Ein digitaler Euro könnte allen Individuen und Wirtschaftsakteuren Zugang zu Zentralbankgeld in digitaler Form verschaffen, welches derzeit den Akteuren im Banken- und Finanzsektor vorbehalten ist. Er könnte unsere Zahlungssysteme inklusiver und für die ärmsten Bevölkerungsschichten kostengünstiger machen.

Er könnte auch zur Umsetzung neuer wirtschafts-, sozial- oder umweltpolitischer Maßnahmen genutzt werden, indem er Geldtransfers an alle europäischen Bürger:innen ermöglicht. Schließlich könnte der digitale Euro die Legitimität der einheitlichen Währung stärken, indem er deutlicher in den Dienst der europäischen Bürger:innen gestellt wird.

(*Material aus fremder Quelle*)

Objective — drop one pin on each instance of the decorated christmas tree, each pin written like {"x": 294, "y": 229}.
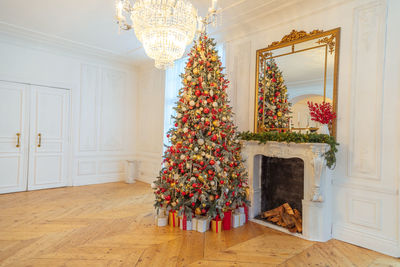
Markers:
{"x": 273, "y": 104}
{"x": 202, "y": 172}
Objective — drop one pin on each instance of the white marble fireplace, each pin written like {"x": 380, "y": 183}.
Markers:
{"x": 317, "y": 202}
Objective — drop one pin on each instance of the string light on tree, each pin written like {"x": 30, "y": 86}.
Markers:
{"x": 203, "y": 172}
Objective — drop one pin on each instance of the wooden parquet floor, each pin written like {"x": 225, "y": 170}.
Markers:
{"x": 113, "y": 225}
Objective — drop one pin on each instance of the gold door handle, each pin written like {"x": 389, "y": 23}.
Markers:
{"x": 40, "y": 139}
{"x": 18, "y": 140}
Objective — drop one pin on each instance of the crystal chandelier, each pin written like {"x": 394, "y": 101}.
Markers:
{"x": 164, "y": 27}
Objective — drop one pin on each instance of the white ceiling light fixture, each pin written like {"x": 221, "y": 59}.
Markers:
{"x": 164, "y": 27}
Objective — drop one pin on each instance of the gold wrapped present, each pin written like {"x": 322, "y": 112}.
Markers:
{"x": 173, "y": 218}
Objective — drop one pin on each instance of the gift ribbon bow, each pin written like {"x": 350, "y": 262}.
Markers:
{"x": 184, "y": 226}
{"x": 217, "y": 219}
{"x": 173, "y": 218}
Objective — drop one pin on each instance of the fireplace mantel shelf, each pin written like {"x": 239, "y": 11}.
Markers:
{"x": 317, "y": 185}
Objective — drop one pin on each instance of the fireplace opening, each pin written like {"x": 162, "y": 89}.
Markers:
{"x": 282, "y": 192}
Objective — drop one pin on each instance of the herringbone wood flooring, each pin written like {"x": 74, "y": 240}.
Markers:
{"x": 113, "y": 225}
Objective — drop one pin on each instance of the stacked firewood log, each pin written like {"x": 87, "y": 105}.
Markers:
{"x": 286, "y": 217}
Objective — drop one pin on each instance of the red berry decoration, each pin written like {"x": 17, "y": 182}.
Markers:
{"x": 204, "y": 134}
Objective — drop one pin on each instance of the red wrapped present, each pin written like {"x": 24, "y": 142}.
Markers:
{"x": 173, "y": 218}
{"x": 226, "y": 221}
{"x": 246, "y": 212}
{"x": 216, "y": 225}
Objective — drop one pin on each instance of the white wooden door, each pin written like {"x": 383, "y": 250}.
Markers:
{"x": 49, "y": 128}
{"x": 14, "y": 134}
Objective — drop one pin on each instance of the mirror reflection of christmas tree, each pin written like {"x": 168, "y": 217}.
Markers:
{"x": 203, "y": 172}
{"x": 273, "y": 112}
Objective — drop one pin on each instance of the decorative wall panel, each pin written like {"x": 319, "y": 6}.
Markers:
{"x": 88, "y": 108}
{"x": 364, "y": 154}
{"x": 112, "y": 110}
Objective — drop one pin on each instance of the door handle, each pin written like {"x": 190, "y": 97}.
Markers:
{"x": 40, "y": 139}
{"x": 18, "y": 140}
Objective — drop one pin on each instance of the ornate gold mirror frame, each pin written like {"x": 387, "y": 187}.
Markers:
{"x": 325, "y": 39}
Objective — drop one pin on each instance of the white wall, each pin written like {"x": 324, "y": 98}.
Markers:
{"x": 104, "y": 103}
{"x": 366, "y": 179}
{"x": 151, "y": 122}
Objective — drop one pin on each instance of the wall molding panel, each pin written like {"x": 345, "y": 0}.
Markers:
{"x": 366, "y": 204}
{"x": 364, "y": 155}
{"x": 88, "y": 119}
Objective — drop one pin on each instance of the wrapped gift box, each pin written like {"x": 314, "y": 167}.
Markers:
{"x": 246, "y": 212}
{"x": 162, "y": 212}
{"x": 203, "y": 224}
{"x": 242, "y": 220}
{"x": 241, "y": 210}
{"x": 235, "y": 219}
{"x": 194, "y": 224}
{"x": 227, "y": 220}
{"x": 173, "y": 219}
{"x": 216, "y": 225}
{"x": 161, "y": 220}
{"x": 184, "y": 224}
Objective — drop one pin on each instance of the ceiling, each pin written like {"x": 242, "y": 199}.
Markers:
{"x": 91, "y": 24}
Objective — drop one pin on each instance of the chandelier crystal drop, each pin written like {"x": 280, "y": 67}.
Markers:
{"x": 164, "y": 27}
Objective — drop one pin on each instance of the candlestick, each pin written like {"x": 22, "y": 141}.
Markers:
{"x": 214, "y": 5}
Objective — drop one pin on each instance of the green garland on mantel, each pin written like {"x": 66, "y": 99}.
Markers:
{"x": 292, "y": 137}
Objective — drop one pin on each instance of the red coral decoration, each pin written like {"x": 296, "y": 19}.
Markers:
{"x": 322, "y": 113}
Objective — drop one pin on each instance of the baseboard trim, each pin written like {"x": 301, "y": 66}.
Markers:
{"x": 79, "y": 180}
{"x": 382, "y": 245}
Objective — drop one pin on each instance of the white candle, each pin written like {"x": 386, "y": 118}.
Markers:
{"x": 214, "y": 5}
{"x": 119, "y": 9}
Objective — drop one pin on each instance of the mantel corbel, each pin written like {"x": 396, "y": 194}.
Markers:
{"x": 318, "y": 164}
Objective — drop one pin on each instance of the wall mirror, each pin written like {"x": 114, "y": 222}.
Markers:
{"x": 308, "y": 66}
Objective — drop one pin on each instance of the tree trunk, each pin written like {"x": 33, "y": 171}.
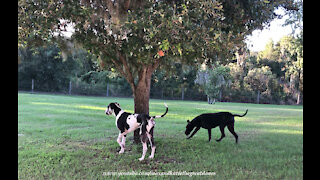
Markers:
{"x": 298, "y": 98}
{"x": 141, "y": 89}
{"x": 141, "y": 94}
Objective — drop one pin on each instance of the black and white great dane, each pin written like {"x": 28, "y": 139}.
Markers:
{"x": 128, "y": 122}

Es gibt jedoch Gründe, eine vertane Chance zu befürchten. Die EZB scheint die neue digitale Währung als ein rein technisches Instrument zu betrachten, das von politischen und sozialen Überlegungen losgelöst ist. Zudem werden die Vorbereitungen für die Währung ohne wirkliche Beteiligung der Bürger:innen in einem technokratischen Top-down-Ansatz vorangetrieben.

Obwohl die EZB ihre Absicht bekundet hat, mit allen Akteuren der Gesellschaft zusammenzuarbeiten, besteht die von ihr einberufene, 30-köpfige Beratungsgruppe (die Digital Euro Market Advisory Group) nur aus Expert:innen aus dem Banken- und Finanzsektor.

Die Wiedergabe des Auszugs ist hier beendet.